不動産の売却価格は家賃収入(インカムゲイン)に加え、周辺の不動産価格や市場の動向が重要な要素となります。
ただし、新築は中古よりもキャピタルゲインを狙いにくいと言わざるを得ません。
その理由は、新築ならではの価格設定方法にあります。
新築物件は、施工や開発に携わった会社の利益やいわゆる「新築プレミア」が相場価格に上乗せされて販売されます。
その分、中古になった場合の下落率が高く、売却時に利益を出すことが難しいのです。
3.物件種別ごとの儲かるパターン
不動産投資で売却価格が高くなる物件は、【1】インカムゲインが多く収益性が高い、【2】資産としての価値が高いという2点が挙げられます。
インカムゲインは賃貸経営において重要であり、収益性の高い物件は売却価格も高くなる傾向があります。周辺の不動産価格が高い物件は資産としての価値も高くなりますので、売却益を見込む事が出来ます。
具体的に売却価格が高くなる投資用不動産の条件を見ていきましょう。
収益性が高い物件
物件の需要が高く満室経営である物件は収益性が高いと判断され、売却の際に有利となります。
物件を購入する際には利回りだけではなく、空室率をチェックしておきましょう。駅から近い、主要駅への乗り換えが少ないなど利便性の高い物件は需要が高く、家賃の下落率が低い傾向にあります。
エリアの需要やターゲット層も確認しておくことが重要です。一般的に需要が高く高収入の住人が多いエリアは、インカムゲインを多く見込めると言われています。
現在の日本は地方では人口が減少傾向にありますが、東京都心部では人口が増え続けています。2025年にピークを迎えますが、地方より減少がなだらかであり賃貸需要は減りにくいと予測されます。

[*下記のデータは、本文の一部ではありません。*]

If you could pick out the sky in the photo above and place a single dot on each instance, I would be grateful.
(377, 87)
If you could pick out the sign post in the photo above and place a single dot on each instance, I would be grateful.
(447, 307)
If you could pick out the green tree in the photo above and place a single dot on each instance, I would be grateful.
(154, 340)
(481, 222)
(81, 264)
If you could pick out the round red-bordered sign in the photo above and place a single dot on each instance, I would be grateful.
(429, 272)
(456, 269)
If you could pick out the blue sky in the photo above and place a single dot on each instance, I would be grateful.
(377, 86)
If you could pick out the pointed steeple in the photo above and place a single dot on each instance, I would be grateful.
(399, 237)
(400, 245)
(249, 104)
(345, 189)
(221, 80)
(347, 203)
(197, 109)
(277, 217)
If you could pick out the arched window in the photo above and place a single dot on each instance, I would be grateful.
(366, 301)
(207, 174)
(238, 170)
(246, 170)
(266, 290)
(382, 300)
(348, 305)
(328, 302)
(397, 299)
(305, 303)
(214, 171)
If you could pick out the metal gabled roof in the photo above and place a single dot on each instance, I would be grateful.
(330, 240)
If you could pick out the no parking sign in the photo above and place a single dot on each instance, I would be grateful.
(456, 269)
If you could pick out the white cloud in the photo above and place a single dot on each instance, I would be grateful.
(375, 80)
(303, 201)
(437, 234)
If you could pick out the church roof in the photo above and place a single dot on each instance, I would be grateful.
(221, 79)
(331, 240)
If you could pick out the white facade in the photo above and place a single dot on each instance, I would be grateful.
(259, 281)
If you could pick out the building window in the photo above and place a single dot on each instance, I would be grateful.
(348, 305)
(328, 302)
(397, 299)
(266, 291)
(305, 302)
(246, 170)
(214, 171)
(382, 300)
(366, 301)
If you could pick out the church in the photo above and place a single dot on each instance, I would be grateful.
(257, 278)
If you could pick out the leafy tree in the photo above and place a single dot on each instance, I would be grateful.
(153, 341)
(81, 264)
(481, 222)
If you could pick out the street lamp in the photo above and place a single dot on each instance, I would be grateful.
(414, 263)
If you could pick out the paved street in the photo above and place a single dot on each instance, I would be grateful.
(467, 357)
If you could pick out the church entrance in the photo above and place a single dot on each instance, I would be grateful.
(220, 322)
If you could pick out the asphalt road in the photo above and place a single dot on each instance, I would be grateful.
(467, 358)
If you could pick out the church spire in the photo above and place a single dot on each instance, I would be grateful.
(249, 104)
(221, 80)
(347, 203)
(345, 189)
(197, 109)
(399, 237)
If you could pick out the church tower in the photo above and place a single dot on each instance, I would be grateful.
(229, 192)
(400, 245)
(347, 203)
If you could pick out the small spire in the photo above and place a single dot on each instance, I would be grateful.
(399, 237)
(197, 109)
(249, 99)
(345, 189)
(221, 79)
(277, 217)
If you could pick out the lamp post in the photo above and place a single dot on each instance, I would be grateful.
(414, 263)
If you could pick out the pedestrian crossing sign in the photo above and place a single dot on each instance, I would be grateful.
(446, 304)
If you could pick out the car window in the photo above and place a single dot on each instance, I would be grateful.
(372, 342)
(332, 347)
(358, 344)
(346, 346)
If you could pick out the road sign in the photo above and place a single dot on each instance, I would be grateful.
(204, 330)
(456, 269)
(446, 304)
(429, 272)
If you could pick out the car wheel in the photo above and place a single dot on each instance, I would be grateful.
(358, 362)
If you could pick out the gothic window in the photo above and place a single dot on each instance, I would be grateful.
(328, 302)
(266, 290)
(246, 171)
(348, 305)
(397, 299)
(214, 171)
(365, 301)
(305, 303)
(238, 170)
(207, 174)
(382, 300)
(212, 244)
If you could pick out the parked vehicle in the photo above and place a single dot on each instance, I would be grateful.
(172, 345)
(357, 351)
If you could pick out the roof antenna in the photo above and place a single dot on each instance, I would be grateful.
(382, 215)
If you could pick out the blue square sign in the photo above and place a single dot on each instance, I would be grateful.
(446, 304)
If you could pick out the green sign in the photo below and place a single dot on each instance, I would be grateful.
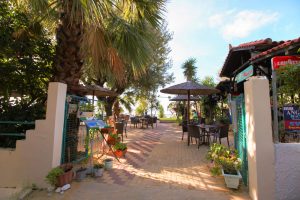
(243, 75)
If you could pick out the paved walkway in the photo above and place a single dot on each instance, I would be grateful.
(158, 165)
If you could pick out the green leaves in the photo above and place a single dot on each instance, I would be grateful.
(223, 157)
(190, 70)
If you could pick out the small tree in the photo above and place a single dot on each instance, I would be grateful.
(161, 112)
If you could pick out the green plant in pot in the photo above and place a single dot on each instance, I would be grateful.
(225, 161)
(98, 169)
(120, 149)
(112, 139)
(52, 176)
(83, 170)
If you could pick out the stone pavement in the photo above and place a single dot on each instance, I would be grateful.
(158, 165)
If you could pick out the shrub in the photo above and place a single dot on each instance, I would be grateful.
(120, 146)
(223, 157)
(53, 174)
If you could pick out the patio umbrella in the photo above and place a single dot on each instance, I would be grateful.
(185, 98)
(189, 88)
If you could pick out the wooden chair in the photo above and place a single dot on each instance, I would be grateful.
(194, 132)
(134, 121)
(119, 127)
(184, 128)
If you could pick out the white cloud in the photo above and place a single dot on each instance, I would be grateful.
(241, 24)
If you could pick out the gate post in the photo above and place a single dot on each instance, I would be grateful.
(260, 142)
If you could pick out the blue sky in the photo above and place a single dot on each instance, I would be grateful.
(203, 29)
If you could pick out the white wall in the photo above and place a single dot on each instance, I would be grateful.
(287, 167)
(33, 157)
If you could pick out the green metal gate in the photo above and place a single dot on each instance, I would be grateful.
(240, 137)
(74, 146)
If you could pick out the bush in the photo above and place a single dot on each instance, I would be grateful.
(98, 166)
(120, 146)
(53, 174)
(223, 157)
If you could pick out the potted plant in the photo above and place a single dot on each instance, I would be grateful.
(98, 169)
(60, 176)
(230, 171)
(83, 170)
(120, 149)
(112, 139)
(108, 163)
(81, 173)
(225, 161)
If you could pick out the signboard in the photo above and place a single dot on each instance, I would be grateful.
(94, 123)
(72, 108)
(243, 75)
(291, 116)
(280, 61)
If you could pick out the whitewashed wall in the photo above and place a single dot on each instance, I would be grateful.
(287, 168)
(33, 157)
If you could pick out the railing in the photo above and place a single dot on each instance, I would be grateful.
(9, 138)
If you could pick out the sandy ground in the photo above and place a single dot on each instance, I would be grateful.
(158, 165)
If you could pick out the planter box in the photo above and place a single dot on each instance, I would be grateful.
(108, 163)
(232, 181)
(67, 177)
(81, 174)
(98, 172)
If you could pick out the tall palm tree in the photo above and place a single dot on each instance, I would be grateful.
(86, 30)
(189, 70)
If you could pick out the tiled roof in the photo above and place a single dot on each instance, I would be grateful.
(281, 45)
(256, 43)
(245, 47)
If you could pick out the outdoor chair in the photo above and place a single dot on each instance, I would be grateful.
(154, 121)
(134, 121)
(184, 128)
(194, 132)
(119, 127)
(222, 133)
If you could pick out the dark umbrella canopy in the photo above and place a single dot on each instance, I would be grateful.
(185, 98)
(92, 90)
(190, 87)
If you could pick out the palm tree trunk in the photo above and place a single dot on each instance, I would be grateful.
(68, 59)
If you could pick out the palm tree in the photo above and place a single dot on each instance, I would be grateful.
(108, 33)
(189, 69)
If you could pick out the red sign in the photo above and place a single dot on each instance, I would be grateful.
(280, 61)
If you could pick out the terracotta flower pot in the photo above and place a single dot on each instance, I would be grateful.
(67, 176)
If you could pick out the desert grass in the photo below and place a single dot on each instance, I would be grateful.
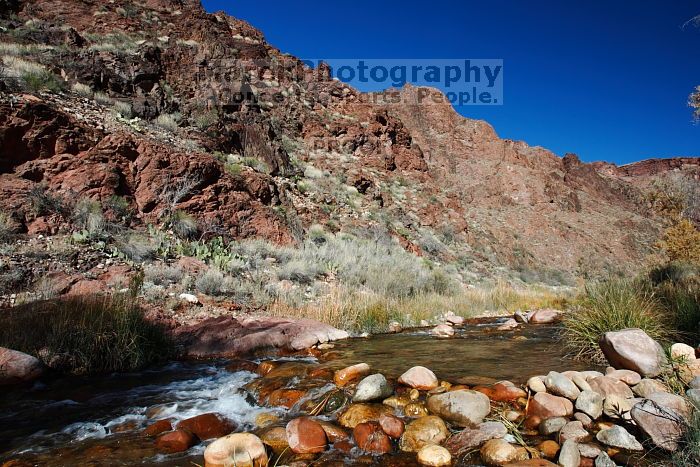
(86, 335)
(360, 312)
(612, 305)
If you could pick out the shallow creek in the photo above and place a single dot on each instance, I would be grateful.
(97, 421)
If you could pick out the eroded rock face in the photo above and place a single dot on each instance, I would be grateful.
(17, 367)
(633, 349)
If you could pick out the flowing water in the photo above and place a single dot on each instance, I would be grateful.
(97, 421)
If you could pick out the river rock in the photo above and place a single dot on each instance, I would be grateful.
(548, 448)
(663, 426)
(633, 349)
(434, 456)
(334, 433)
(442, 330)
(585, 420)
(546, 406)
(420, 378)
(573, 431)
(306, 436)
(607, 386)
(590, 403)
(502, 392)
(207, 426)
(175, 441)
(544, 316)
(500, 452)
(350, 374)
(536, 384)
(454, 319)
(520, 317)
(628, 377)
(569, 455)
(552, 426)
(156, 428)
(589, 450)
(369, 437)
(560, 385)
(580, 381)
(466, 440)
(276, 438)
(415, 409)
(508, 325)
(603, 460)
(422, 432)
(672, 402)
(239, 449)
(464, 407)
(371, 388)
(392, 425)
(618, 437)
(647, 387)
(617, 407)
(361, 413)
(18, 367)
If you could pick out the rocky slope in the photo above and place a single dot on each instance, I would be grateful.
(167, 106)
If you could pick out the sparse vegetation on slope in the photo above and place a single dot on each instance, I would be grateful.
(85, 335)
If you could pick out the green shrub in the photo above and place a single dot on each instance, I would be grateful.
(168, 122)
(211, 282)
(613, 305)
(86, 335)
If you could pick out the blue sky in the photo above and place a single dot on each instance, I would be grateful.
(605, 79)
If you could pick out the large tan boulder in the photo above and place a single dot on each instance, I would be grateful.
(633, 349)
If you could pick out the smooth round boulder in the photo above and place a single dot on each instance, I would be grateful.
(618, 437)
(434, 456)
(590, 403)
(276, 438)
(207, 426)
(442, 330)
(370, 438)
(633, 349)
(175, 441)
(500, 452)
(422, 432)
(350, 374)
(306, 436)
(361, 413)
(464, 408)
(560, 385)
(371, 388)
(468, 439)
(569, 455)
(18, 367)
(545, 406)
(239, 449)
(420, 378)
(391, 425)
(544, 316)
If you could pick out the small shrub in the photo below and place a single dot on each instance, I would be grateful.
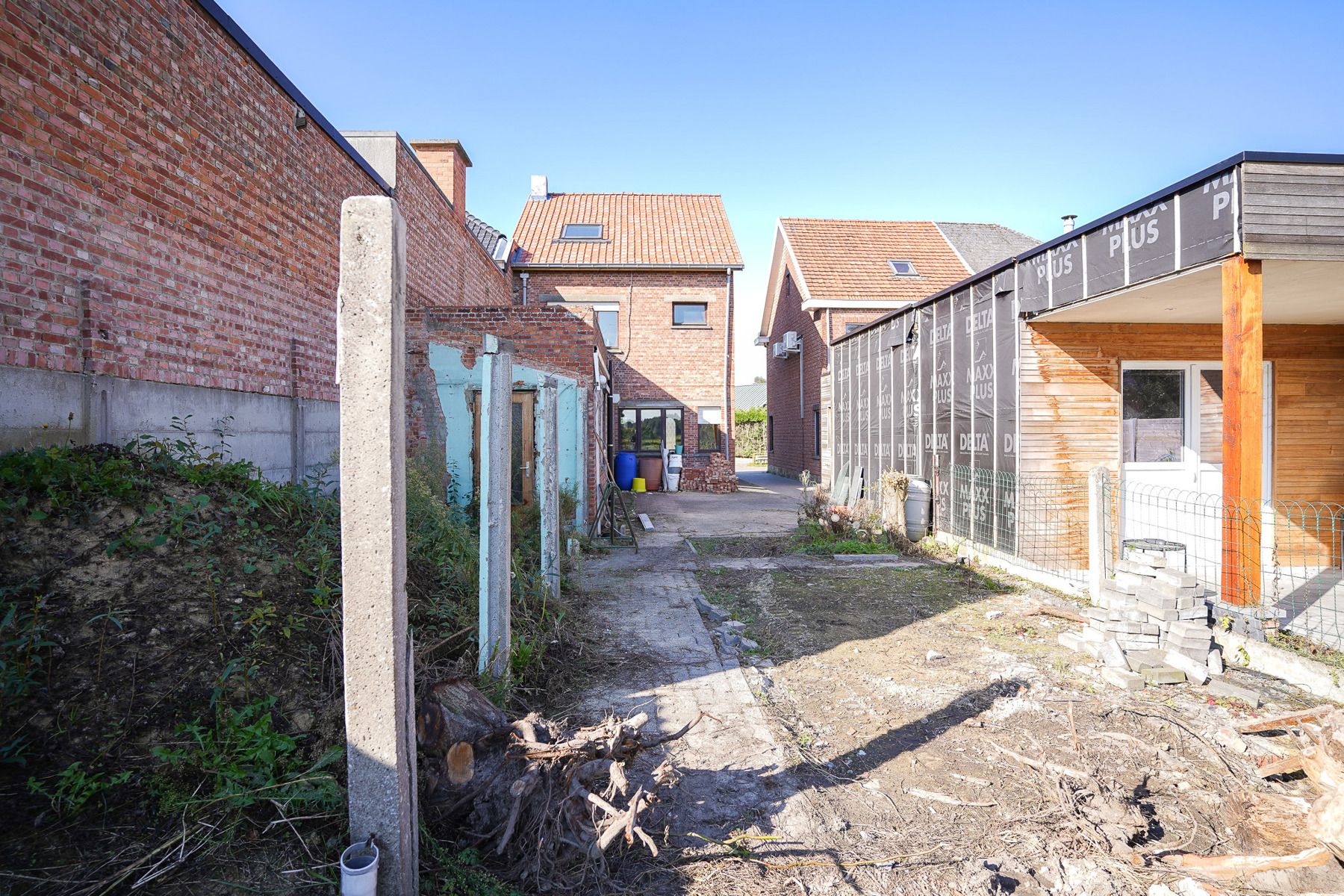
(75, 786)
(243, 761)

※出典:総務省「平成 27 年国勢調査」https://www.seisakukikaku.metro.tokyo.lg.jp/basic-plan/actionplan-for-2020/plan/pdf/honbun4_1.pdf
特に区部は企業の本社などが集中していることもあり、人口減少が進みにくいことが分かります。物件を選ぶ際には都心、特に東京23区内を選んでおくことで、高い需要を見込む事が出来ます。
資産価値の高い物件
都心の物件は、資産としての価値が高い傾向にあります。
都心や高級住宅街の物件も利便性が高く、ブランド力がある事から資産としての価値が高いと判断されます。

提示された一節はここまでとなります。